= Razan Naiem Almoghrabi =

Libyan writer and feminist

Razan Naiem Almoghrabi (رزان نعيم المغربي), also seen as Razan Naim Moghrabi, is a Libyan writer and feminist.

==Education==
Razan Naiem Almoghrabi studied accountancy before turning to a literary career.

==Career==
Almoghrabi has been publishing her work in Libyan newspapers since 1991 and was managing editor for a cultural magazine called Horizons.
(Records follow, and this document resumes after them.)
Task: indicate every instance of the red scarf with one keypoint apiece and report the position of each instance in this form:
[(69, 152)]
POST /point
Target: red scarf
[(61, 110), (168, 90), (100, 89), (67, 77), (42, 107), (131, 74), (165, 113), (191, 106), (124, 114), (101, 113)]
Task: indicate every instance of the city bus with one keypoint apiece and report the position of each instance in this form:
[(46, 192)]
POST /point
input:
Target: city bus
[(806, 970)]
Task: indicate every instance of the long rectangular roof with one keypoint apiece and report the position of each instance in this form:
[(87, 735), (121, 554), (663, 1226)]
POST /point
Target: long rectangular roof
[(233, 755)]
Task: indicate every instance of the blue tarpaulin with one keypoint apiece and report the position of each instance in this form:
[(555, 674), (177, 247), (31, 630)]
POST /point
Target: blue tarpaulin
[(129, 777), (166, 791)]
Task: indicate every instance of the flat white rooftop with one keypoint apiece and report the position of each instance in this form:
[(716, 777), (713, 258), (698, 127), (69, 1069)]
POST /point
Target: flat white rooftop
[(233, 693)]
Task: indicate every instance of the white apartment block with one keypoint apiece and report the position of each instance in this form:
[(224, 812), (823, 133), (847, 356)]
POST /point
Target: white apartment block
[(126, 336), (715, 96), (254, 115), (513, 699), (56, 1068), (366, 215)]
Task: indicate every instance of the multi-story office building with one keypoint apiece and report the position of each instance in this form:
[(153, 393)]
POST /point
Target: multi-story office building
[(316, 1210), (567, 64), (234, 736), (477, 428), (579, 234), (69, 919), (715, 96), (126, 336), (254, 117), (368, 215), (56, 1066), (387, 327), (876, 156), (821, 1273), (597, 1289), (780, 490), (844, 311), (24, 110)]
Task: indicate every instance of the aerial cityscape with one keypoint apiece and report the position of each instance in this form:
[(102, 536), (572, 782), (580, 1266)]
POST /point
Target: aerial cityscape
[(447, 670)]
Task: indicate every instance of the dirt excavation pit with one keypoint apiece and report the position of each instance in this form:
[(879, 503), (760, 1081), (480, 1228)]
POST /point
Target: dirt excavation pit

Her published works include several collections of short stories, among themIn Exile and Horses Devour the Sea (2002), Texts with a Lost Signature (2006), An In-between Man (2010), and Soul for Sale (2010); two novels (Migration to the Tropic of Capricorn in 2004 and Women of Wind in 2010) and one volume of poetry.

Her novel Women of Wind (Nisa al rih), in which a Moroccan servant in Tripoli seeks a smuggler to arrange her passage to Europe, was longlisted for the Arabic Booker Prize (International Prize for Arabic Fiction) in 2011. In 2015, Almoghrabi was recognized with an Oxfam Novib/PEN Award for her efforts at freedom for writers and journalists in Libya.

Almoghrabi organized Tripoli's first women's rights conference in 2012, and signed a Statement of Solidarity with the women of Syria, at the Forum on Women’s Rights, Peace and Security in Istanbul. In 2013, she spoke before the United Nations Commission on the Status of Women about women's rights in Libya. Her public feminism, including her choice not to wear a veil, has made her the target of death threats and religious violence; in 2013 the entrance to her home was shot at by several members of the militia.